La política estatal no es una «pobre víctima» de esta situación, sino que más bien ha sido un «agente activo» en la construcción de este nuevo orden global. De alguna manera se ha disparado en el pie, porque su autonomía (y, por tanto, su propia legitimidad y credibilidad) se ha reducido drásticamente. Por ejemplo, por mucha retórica sobre la importancia de la nación o de la soberanía popular que se utilice, basta con un telefonazo desde alguna institución supranacional para que se tenga que modificar la «sagrada» Constitución con alevosía y nocturnidad, como hizo Zapatero en su día cavando así su propia fosa política.
Sin embargo, el eje vieja/nueva política vuelve a poner en el centro la toma del poder político y el Estado como lugar privilegiado de acción, pasando de puntillas sobre las consecuencias que podríamos extraer de lo ocurrido con Syriza. La vía estatal tiene sus propios «techos de cristal» y no son menores. Este recentramiento de la estrategia en torno al poder político explica también la necesidad de Podemos de resignificar lo «nacional» como identidad común. Es la insistencia (¿un poco artificial?) de Pablo Iglesias en la retórica de «España», «lo español» y «la patria».
Creo que la geografía política local-global que nos proponían los «movimientos de las plazas» (Tahrir, Occupy, 15M, etc.) era más compleja e interesante y un poco más a la altura del mundo en que vivimos y sus posibilidades de transformación. El 15M cuestionaba la CT (las posiciones izquierda/derecha, la cuestión nacional como central, etc.) precisamente porque se trata de un marco reductor que nos impide asumir los problemas que nos plantea nuestra inscripción en un orden global en el que compartimos un único mundo común, la interdependencia es la regla general y todos somos «afectados» (para bien o mal) de lo que ocurre más allá de las fronteras nacionales.
Para el 15M, se trataba de «suspender» o «salir» del marco estrecho de coordenadas de la CT, como pasó cuando la gente de Madrid salió a la calle para expresar su solidaridad con las personas desalojadas brutalmente de Plaza Catalunya al grito de «Barcelona, no estás sola». Se trataba de inventar nuevas formas abiertas de nombrar la identidad común como «indignados» o «somos el 99%». Se trataba de dibujar una nueva geografía política (resonancias entre los distintos movimientos de las plazas, etc.) que trascendiese las fronteras que encierran nuestra imaginación y nuestra sensibilidad en un marco estatal-nacional, cuando las fuerzas que configuran hoy la realidad lo desbordan por todos lados.
— En segundo lugar, el estrechamiento en la misma manera de interpretar los movimientos recientes . «La gente que salió a la calle el 15M quería orden e instituciones que funcionasen bien», dijo ayer Pablo Iglesias muy en consonancia con los discursos que podemos escuchar a menudo desde Podemos. Me parece que ese acercamiento tan instrumental («lo que quería el 15M es algo como Podemos»), limita nuestra comprensión de lo que se puso en juego entonces.
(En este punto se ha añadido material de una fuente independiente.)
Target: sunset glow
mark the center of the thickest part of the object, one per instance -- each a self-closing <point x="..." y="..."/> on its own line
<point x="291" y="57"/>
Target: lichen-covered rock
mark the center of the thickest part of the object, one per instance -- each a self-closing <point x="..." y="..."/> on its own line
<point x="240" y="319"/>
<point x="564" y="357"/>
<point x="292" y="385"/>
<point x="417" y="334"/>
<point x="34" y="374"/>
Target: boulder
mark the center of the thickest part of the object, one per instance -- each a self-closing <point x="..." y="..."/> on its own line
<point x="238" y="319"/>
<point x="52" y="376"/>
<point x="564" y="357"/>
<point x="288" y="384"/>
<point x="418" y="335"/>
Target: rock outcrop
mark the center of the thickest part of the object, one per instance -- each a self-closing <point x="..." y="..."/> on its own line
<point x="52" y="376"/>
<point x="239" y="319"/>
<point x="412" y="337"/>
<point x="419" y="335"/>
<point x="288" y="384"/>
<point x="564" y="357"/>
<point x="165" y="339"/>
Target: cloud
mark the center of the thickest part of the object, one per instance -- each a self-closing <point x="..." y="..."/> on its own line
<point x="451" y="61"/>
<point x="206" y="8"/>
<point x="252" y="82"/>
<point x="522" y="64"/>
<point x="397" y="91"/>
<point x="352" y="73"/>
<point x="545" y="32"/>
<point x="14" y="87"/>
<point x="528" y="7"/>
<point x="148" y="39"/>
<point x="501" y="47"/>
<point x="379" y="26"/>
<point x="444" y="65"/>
En la política de las plazas se quería (y se practicaba) una política al alcance de cualquiera, igualitaria no delegativa, no monopolizada por «los que saben» (sean expertos nuevos o viejos). En la política de las plazas se querían (y se practicaban) formas de acción y participación acogedoras e inclusivas, no fracturadas por las luchas de poder internas típicas de los partidos, incluidos los nuevos. En la política de las plazas se quería (y se practicaba) una política vinculada a la vida, a sus territorios y condiciones, a sus ritmos y problemas, no puramente espectacular-mediática o subordinada al calendario oficial.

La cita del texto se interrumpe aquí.